Conquiste del Lavoro
28 maggio 2008


Romania, firmato l’accordo salariale alla Tenaris +15%

Gianni Alioti*

Firmato l’accordo salariale alla Tenaris in Romania tra il sindacato dei metalmeccanici affiliato a Metarom Cartel Alfa e la Direzione Aziendale. Il risultato negoziale corrisponde alla richiesta del sindacato di un aumento salariale del 15% sulla paga base, la cui media è di 325,00 euro lorde mensili (260,00 euro al netto delle trattenute). L’aumento decorrerà dal marzo del 2008 e garantisce, oltre il recupero dell’inflazione (circa il 10% nei primi quattro mesi di quest’anno), la ripartizione di una quota degli incrementi di produttività. Inoltre, l’accordo prevede un riequilibrio dei forti differenziali salariali attraverso un’addizionale di aumenti inversamente proporzionali, che variano dal 3,3 a 1,7%, riconosciuti a circa i due terzi dei lavoratori della fabbrica.  

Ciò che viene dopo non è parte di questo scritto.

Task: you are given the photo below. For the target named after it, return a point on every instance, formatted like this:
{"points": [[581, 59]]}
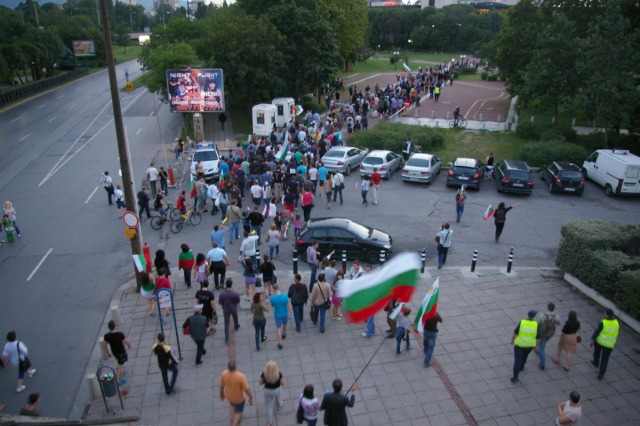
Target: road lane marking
{"points": [[94, 191], [39, 264]]}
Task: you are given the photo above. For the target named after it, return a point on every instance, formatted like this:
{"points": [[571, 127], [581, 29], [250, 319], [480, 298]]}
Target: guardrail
{"points": [[39, 86]]}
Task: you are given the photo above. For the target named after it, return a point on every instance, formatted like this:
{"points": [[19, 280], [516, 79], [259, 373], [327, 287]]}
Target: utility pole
{"points": [[127, 184]]}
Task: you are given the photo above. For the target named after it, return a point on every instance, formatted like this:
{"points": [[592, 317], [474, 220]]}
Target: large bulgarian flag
{"points": [[428, 307], [365, 296]]}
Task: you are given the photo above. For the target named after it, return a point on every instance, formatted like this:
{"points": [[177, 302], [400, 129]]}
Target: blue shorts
{"points": [[280, 321], [238, 408]]}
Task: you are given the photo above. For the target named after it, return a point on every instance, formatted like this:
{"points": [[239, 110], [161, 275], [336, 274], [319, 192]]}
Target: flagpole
{"points": [[366, 365]]}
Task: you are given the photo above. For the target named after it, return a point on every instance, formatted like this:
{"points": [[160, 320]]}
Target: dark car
{"points": [[465, 171], [334, 233], [563, 177], [513, 176]]}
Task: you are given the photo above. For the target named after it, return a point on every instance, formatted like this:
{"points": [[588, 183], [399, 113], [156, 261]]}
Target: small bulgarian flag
{"points": [[428, 308], [489, 212], [365, 296], [140, 262]]}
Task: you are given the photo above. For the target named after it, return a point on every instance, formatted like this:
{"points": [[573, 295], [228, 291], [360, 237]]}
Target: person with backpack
{"points": [[547, 322]]}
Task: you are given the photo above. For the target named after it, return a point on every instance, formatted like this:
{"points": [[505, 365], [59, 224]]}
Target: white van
{"points": [[618, 171]]}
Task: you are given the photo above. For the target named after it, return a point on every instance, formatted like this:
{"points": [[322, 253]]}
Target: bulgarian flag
{"points": [[365, 296], [489, 212], [428, 308], [140, 262]]}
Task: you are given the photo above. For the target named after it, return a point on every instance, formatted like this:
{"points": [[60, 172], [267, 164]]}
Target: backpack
{"points": [[547, 327]]}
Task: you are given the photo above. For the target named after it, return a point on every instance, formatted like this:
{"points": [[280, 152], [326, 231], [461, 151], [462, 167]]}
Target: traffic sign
{"points": [[131, 220]]}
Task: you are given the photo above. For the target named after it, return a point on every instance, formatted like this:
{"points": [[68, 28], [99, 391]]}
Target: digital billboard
{"points": [[195, 90]]}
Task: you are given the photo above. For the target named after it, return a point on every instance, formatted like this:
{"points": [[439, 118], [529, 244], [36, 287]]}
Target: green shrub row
{"points": [[602, 255], [392, 136]]}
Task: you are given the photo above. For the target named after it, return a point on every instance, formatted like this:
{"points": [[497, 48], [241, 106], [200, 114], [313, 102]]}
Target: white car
{"points": [[343, 158], [207, 154], [421, 168]]}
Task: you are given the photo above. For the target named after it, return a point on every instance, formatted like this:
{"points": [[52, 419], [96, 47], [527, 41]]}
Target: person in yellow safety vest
{"points": [[604, 339], [525, 338]]}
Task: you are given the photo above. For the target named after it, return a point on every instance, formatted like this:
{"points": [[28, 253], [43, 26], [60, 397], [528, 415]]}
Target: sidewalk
{"points": [[468, 383]]}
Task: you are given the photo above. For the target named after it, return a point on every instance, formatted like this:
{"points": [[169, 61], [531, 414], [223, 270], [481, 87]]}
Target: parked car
{"points": [[334, 233], [513, 176], [563, 177], [343, 158], [421, 168], [465, 171], [618, 171], [385, 161], [207, 154]]}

Alexandru Rus, presidente del sindacato metalmeccanico di Zalau e vicepresidente nazionale di Metarom, ha dichiarato che le conclusioni positive della vertenza si devono, oltre alla decisione compatta degli iscritti al sindacato (670 su una forza-lavoro di 1.080 persone) di avviare lo sciopero ad oltranza (l’82 % aveva votato a favore), alla solidarietà internazionale e alla pressione che questa ha esercitato sulla Direzione del Gruppo. In effetti, la creazione l’anno scorso a Campana (Buenos Aires) in Argentina di una rete mondiale dei sindacati organizzati nei siti produttivi di Tenaris, è stata fondamentale per il successo della lotta dei lavoratori romeni, come lo stesso Alexandru Rus riconosce in una lettera inviata a tutti noi. Nella lettera il sindacalista di Metarom si dice, inoltre, convinto che i lavoratori di Tenaris in Romania sapranno ripagare la solidarietà ricevuta, sostenendo le lotte che si dovessero sviluppare in altre fabbriche del Gruppo. Con Metarom è dal 2003 che abbiamo - come Fim Cisl - avviato un proficuo lavoro di interscambio. Ad esempio, Alexandru Rus è stato due volte al Centro Studi di Firenze in seminari organizzati dalla Fim Cisl. Lavoro questo, che abbiamo poi messo a disposizione delle Rsu, dei rapporti unitari con Fiom e Uilm, della Fism e dell’azione sindacale globale insieme ai sindacati argentini, brasiliani e canadesi. Nei prossimi mesi questo processo è destinato a rafforzarsi ulteriormente, con l’avvio il 19 giugno del negoziato per l’istituzione del Cae e con il secondo coordinamento mondiale previsto dal 22 al 24 ottobre a Calgary (Alberta) in Canada convocato dalla Fism.